So, Stas, your contention is that Russia's entire economic deal is a sticky wage problem? Here's how I'm interpreting your description. Upon exposure to international competition, Russian industry was not competitive. Wages did not adjust downward and quality upward quickly enough to become competitive, so it went out of business. Capital went from industry to resource extraction because resource extraction was profitable, while wages continued to not adjust, leading to obscenely high unemployment, malnutrition, and the rest. (This does not take into account political and demographic complications.)Stas Bush wrote:Factor 1: Labour. China and Russia were not, in fact, similar.

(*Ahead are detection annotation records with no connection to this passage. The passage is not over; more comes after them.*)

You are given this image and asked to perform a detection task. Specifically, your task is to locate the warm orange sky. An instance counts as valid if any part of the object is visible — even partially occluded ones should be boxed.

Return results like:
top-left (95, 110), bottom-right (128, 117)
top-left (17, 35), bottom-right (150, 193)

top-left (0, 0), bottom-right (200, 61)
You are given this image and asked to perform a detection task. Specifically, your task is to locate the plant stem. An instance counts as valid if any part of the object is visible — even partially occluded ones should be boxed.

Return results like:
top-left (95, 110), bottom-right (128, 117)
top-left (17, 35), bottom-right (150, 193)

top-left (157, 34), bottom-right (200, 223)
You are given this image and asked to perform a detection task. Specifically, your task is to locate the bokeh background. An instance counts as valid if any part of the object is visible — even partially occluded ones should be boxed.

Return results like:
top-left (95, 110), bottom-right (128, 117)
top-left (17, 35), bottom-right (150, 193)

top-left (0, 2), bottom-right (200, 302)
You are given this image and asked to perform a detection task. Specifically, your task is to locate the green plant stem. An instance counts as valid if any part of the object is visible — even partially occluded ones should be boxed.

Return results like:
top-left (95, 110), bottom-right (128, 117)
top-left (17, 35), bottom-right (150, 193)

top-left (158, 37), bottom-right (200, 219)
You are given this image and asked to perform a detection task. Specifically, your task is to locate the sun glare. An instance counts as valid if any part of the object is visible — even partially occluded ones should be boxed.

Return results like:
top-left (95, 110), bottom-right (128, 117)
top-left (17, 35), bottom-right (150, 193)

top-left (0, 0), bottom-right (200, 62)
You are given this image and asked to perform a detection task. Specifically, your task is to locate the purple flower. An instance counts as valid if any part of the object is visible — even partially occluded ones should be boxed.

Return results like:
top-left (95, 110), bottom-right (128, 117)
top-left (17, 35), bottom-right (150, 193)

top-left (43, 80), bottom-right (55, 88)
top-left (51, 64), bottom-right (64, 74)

Let's put it as a theorem - with all other conditions being similar, the nation with cheaper labour will win against the nation with more expensive labour. Chinese was objectively cheap - climate, uneducated rural population which was just urbanizing, extremely bad living conditions compared to Russia. Russian labour was in the late 1980s, is and will remain objectively expensive - climate is cold, and Russia was an industrialized, urbanized nation by the late 1980s. Ergo, the conditions are not similar.
Is that correct?
If so, the Chinese method could still work. Here's a proposal. Let wages fall until you're competitive with third world labor and then open your borders to investment the way China did. You still have infrastructure and political stability, so you're still better off that way; you're also helped by proximity to Europe and China, so you don't have to ship your cheap goods across a fucking desert and ocean to get to the markets that demand them the way Africa does. Then industrialize, on Western dime (big current account surplus, just like the US in the 1800s and China in the late 1900s, zenmayang?) and make sure your people survive with your resource export money.